I'm curious what other people's thoughts are about when to use Features vs. Scenarios and how much it matters. I'm getting the sense that the line is a thin one, and has more to do with complexity/time to develop than anything else. I had originally enforced a fairly rigid definition of 'Scenario' to represent a particular variation(e.g. sufficient funds, insufficient funds), but lately I've been seeing a lot of examples where the scenario is more like a mini- feature.

ex. Mini-feature style

Feature: Create a new correspondence to an author

Scenario: Caution users about sending 'questionable' types of correspondence

Scenario: Lock manuscript before creating correspondence

These scenarios are each distinct things so to me are 'features' in a way but they may also be trivial to implement, so using any kind of 'a feature should generally take n days/weeks to implement' guideline would make that smell. Also, just because it might be trivial to implement doesn't mean that I don't want to attach some context/ justification for documentation purposes....

ex.

Feature: Create Correspondence / Caution before creating 'questionable' types of correspondence
  In order to help avoid sending embarrassing letters
  Users should be forced to confirm they want to proceed
before being able to create a correspondence deemed 'Questionable' by nature of its type
...
Feature: Create Correspondence / Check for locks
        In order to prevent invalid information from being sent out
        I should not be able to create a new correspondence
        when a lock has been placed on the manuscript

It used to be possible to have multiple features per file so feature vs. scenario could boil down to: Use feature if you want to annotate. This is no longer the case and I'm not convinced that was a good idea anyway. I guess that could still be accomplished by organizing features via directories or maybe tags.

create_correspondence/
     caution_questionable.feature
     check_locks.feature

Another style related thing I can't decide on is what my scenarios should ideally represent.

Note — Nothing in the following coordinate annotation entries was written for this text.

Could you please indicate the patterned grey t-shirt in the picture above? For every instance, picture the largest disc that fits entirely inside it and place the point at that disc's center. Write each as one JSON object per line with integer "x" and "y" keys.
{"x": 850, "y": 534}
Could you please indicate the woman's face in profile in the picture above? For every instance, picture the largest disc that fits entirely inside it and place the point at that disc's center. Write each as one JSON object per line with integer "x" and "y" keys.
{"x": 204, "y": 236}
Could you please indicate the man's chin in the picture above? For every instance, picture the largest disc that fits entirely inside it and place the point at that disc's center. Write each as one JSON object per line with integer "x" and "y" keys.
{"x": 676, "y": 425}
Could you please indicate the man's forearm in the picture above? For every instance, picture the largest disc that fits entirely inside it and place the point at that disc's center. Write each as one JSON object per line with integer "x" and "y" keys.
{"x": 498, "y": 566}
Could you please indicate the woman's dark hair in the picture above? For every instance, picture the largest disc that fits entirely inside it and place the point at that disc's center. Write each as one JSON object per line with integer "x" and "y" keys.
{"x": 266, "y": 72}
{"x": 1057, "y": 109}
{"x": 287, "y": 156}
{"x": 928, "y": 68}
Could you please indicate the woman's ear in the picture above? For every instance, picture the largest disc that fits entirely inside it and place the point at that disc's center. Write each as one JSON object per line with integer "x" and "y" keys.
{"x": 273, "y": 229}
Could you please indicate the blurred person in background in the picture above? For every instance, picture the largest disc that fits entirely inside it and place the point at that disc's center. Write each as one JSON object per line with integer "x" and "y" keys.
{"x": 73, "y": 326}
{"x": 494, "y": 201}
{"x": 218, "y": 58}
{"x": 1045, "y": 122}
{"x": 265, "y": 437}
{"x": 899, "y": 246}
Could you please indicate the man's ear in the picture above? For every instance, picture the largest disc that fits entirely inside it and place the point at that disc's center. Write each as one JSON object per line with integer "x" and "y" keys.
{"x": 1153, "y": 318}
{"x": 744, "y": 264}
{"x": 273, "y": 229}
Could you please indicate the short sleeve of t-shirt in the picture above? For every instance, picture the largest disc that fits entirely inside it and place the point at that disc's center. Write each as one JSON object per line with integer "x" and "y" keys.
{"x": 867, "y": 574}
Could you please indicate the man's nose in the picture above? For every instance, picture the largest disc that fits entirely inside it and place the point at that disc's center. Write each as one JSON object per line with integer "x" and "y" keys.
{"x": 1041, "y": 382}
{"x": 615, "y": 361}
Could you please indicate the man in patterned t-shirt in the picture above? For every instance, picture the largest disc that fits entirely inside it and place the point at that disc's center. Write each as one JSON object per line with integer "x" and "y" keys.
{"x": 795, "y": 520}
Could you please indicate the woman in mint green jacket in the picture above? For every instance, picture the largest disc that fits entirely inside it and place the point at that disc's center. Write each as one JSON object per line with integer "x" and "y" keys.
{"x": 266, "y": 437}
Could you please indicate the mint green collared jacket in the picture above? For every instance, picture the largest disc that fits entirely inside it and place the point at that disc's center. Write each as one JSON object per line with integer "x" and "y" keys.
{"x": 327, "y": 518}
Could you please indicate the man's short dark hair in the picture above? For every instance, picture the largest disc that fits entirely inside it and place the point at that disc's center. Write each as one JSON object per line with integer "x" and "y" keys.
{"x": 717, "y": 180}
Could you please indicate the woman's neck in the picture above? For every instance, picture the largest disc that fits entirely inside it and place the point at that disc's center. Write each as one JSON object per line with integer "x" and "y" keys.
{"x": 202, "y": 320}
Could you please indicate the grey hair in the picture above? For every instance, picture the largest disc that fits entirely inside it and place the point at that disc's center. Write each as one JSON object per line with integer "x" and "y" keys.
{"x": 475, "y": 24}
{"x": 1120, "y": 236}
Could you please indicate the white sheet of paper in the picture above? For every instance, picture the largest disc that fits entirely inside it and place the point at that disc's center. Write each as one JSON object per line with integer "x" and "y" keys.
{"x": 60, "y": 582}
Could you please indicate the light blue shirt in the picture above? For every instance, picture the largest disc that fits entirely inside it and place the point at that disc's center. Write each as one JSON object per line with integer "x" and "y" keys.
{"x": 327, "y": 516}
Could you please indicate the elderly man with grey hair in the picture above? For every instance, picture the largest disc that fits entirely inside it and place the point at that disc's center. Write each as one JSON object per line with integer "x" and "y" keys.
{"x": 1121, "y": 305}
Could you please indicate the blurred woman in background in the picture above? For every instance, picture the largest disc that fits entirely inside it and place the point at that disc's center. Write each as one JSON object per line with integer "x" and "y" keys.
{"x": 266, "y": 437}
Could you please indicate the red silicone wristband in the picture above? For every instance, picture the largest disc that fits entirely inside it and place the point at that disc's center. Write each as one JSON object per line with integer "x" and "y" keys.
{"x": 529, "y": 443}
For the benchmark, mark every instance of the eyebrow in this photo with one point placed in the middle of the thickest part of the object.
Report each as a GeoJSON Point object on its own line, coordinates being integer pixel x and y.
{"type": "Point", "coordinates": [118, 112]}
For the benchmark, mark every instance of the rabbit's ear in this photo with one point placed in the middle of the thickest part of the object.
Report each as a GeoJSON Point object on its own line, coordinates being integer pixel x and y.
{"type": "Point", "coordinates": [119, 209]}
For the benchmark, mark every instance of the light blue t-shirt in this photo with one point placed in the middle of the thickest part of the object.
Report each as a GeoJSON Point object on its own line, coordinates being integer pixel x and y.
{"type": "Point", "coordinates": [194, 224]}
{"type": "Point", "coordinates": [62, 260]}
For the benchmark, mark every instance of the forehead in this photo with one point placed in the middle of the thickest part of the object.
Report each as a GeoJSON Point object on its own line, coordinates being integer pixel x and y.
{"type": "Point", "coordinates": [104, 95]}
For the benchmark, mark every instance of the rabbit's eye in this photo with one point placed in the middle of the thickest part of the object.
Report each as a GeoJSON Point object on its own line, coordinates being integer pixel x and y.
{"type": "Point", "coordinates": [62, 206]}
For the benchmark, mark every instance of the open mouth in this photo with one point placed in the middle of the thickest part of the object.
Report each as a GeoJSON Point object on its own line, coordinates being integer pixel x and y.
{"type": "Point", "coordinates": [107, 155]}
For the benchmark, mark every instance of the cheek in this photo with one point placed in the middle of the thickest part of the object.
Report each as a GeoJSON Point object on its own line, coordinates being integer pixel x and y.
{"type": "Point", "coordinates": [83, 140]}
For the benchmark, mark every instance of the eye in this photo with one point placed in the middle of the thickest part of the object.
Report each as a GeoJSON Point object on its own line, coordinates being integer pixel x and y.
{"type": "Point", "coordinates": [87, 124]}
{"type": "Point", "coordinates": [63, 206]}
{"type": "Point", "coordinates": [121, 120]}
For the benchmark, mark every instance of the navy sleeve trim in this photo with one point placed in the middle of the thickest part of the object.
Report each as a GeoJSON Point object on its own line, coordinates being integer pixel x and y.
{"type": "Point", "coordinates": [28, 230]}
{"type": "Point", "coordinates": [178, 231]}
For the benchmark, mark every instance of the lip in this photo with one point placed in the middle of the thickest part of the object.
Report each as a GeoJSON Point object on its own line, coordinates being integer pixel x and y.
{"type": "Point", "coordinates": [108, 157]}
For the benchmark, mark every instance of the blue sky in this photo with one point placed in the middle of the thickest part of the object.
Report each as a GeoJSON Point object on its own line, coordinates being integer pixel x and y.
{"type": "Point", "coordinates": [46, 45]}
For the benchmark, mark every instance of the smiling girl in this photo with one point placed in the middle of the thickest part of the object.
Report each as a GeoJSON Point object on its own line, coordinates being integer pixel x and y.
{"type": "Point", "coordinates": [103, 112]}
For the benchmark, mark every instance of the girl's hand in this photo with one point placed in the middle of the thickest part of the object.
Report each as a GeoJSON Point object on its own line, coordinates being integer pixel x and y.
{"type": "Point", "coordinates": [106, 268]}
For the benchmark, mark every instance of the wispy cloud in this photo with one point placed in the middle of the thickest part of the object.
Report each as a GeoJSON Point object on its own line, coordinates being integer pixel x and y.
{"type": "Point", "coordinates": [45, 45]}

One style is to use the scenario title as the 'what' and the Given/ When/Thens as the proof(acceptance test)

Scenario: Reject when account has insufficient funds
Given I have an account with $10
And I attempt to withdraw $20
Then I should have $10 in my checking account
And I should see 'Insufficient funds'

Another style is to use the Given/When/Then as the 'what'

Scenario: Insufficient funds
Given I have an account with $10
And I attempt to withdraw $20
Then I should have $10 in my checking account
And I should see 'Insufficient funds'

I find myself leaning toward the former most of the time. This was a bad example(too simple), but I find the latter style tends to blur the goal a bit.